The interactive effects of temperature and food consumption on growth of larval Arctic cod (Boreogadus saida)

Understanding larval growth, mediated by the interaction of early life traits and environmental conditions, is crucial to elucidate population dynamics. We used a bioenergetic model as an integrative tool to simulate the growth of Arctic cod (Boreogadus saida) larvae and to test the sensitivity of modeled growth to temperature and food quantity and quality. The growth was computed as the energy gained through food consumption minus the energy lost through respiration and other metabolic processes. We extended a previously published bioenergetic model to cover the full range of larval length and used a simplified feeding module.
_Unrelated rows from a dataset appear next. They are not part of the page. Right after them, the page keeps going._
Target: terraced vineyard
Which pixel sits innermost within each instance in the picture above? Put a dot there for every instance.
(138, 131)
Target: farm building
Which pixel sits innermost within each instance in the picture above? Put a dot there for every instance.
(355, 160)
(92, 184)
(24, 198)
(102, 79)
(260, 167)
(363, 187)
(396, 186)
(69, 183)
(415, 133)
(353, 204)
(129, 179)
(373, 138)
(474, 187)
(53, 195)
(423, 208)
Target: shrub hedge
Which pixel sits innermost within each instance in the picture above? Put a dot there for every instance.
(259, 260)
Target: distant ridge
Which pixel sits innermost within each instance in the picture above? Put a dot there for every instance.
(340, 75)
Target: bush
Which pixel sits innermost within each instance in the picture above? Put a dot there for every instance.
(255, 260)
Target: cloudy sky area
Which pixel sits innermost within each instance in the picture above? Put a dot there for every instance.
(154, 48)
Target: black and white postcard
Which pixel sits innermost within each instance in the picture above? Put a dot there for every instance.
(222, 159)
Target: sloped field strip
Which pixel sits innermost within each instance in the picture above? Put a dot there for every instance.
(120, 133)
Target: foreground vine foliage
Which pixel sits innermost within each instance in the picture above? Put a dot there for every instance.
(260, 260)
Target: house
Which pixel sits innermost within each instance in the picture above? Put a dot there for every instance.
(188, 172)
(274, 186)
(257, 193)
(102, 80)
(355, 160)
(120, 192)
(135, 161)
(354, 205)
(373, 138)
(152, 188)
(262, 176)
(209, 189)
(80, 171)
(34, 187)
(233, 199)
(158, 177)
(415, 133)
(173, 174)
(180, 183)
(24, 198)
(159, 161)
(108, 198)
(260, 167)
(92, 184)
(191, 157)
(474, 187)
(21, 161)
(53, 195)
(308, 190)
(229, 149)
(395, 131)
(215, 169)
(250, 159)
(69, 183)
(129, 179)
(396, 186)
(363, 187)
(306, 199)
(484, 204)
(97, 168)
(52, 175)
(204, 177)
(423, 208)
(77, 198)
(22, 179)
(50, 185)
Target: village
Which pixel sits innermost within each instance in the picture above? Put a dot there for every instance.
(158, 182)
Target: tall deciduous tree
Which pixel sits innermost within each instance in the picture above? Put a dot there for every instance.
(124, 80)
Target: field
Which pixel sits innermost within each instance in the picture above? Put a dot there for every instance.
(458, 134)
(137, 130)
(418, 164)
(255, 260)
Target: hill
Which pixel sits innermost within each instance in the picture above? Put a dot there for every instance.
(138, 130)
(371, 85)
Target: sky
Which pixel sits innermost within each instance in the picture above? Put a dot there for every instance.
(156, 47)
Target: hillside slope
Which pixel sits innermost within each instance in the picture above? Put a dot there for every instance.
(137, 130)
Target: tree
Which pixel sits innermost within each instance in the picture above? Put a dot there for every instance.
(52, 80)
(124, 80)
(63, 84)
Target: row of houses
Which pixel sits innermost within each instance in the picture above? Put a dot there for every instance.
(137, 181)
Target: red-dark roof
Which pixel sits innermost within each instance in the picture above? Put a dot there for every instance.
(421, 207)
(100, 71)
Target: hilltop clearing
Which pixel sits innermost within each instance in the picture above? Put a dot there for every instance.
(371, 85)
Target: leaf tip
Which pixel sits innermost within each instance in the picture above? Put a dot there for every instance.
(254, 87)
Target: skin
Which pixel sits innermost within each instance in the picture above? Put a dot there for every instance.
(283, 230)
This simplification allowed us to build a predictive tool that can be applied to larval Arctic cod at a large spatial scale. Our model suggested that with subzero temperatures in the High Arctic, larvae need to increase food consumption in order to reach the observed length-at-age in late summer. The modeled growth agreed well with the field observations in the High Arctic but was 2–3 times higher than the laboratory-derived growth rate, probably due to differences in food type and selective mortality. Our study reveals important knowledge gaps in our understanding of larval cod growth in the High Arctic, including the lack of empirical estimations of daily ration and respiration for larvae under the natural habitat temperatures.